I dont think it is related at all but we never know. I am using OpenCV for storing and managing my images. When i use the native resizing it gives same results to point sampling too :O
inline void BilinearScaling(const RGB32FImage& src, RGB32FImage& dest)
{
cv::resize(src.m_image,
dest.m_image,
cv::Size(dest.getWidth(), dest.getHeight()),
0.0,
0.0,
cv::InterpolationFlags::INTER_LINEAR);
}
Anyway this wont help if it works because i need to interpolate manually. My final target is to interpolate a set a 8 spherical harmonics coefficients, not an RGB or RGBA color.

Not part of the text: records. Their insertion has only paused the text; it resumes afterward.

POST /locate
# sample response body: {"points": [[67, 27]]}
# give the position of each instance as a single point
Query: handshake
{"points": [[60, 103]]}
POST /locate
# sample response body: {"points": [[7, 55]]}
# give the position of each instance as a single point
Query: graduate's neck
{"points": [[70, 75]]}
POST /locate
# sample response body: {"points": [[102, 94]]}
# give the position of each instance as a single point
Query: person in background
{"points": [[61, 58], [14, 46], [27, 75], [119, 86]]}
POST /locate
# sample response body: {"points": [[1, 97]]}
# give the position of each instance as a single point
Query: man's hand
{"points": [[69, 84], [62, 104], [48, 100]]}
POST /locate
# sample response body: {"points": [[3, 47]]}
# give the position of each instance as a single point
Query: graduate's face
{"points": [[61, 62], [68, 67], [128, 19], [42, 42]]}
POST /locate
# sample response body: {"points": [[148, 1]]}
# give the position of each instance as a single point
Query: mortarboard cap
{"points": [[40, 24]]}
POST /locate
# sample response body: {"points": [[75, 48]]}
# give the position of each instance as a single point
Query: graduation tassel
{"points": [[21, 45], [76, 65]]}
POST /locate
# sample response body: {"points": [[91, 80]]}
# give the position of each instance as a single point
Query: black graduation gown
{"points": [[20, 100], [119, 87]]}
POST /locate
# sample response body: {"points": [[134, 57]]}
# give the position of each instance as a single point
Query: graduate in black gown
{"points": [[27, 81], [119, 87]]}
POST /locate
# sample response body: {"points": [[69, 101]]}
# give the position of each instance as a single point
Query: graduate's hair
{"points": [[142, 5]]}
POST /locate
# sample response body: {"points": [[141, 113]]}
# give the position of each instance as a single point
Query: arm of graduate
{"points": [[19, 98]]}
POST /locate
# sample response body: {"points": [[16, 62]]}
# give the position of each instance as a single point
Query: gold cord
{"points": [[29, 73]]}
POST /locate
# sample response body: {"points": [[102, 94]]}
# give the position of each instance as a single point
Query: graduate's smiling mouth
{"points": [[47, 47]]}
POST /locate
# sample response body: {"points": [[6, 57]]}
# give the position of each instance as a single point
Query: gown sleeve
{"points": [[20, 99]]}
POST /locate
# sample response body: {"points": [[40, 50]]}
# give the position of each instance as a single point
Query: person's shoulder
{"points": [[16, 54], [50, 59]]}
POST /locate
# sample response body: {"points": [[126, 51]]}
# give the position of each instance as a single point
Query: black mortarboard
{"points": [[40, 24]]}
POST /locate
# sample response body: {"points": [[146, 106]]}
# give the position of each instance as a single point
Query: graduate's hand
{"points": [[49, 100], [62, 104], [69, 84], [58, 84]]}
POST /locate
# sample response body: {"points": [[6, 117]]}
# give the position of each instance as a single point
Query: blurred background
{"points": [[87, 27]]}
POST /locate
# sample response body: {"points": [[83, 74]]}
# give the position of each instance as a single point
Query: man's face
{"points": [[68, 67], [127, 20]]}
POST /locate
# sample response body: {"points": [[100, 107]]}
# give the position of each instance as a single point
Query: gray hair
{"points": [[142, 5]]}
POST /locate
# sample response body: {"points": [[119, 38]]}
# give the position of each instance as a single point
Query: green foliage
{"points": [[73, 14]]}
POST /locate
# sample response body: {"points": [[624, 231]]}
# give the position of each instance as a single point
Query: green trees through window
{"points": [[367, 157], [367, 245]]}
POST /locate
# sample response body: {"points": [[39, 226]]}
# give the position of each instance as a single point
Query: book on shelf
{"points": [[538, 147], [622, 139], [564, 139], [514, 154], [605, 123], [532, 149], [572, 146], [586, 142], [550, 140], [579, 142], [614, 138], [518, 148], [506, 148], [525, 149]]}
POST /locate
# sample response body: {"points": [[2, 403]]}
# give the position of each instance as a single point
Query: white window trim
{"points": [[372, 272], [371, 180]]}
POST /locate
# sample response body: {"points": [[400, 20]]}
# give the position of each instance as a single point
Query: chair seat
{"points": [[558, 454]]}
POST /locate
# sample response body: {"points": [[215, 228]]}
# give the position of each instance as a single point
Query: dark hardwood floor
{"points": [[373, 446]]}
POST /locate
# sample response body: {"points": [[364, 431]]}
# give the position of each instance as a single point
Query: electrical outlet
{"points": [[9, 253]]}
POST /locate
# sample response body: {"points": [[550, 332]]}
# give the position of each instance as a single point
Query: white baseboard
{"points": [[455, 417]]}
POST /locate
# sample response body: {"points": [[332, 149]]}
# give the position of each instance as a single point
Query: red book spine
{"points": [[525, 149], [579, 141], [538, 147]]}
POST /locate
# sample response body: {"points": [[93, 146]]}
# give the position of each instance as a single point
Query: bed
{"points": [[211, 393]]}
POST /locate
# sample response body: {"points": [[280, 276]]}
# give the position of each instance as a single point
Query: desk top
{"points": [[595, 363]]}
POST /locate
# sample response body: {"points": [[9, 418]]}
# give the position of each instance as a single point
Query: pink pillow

Your getNormalizedPixelFromRatio
function correctly implements bilinear interpolation, but using it to sample for each destination pixel during downscaling is the issue.
You need a downscaling filter that considers the area in the source image corresponding to each destination pixel, rather than just sampling or interpolating at a single point. Implementing a Box filter (averaging the source block) or a more advanced filter will give you the anti-aliased downscaling you expect.
The same principle will apply when downscaling your spherical harmonics data.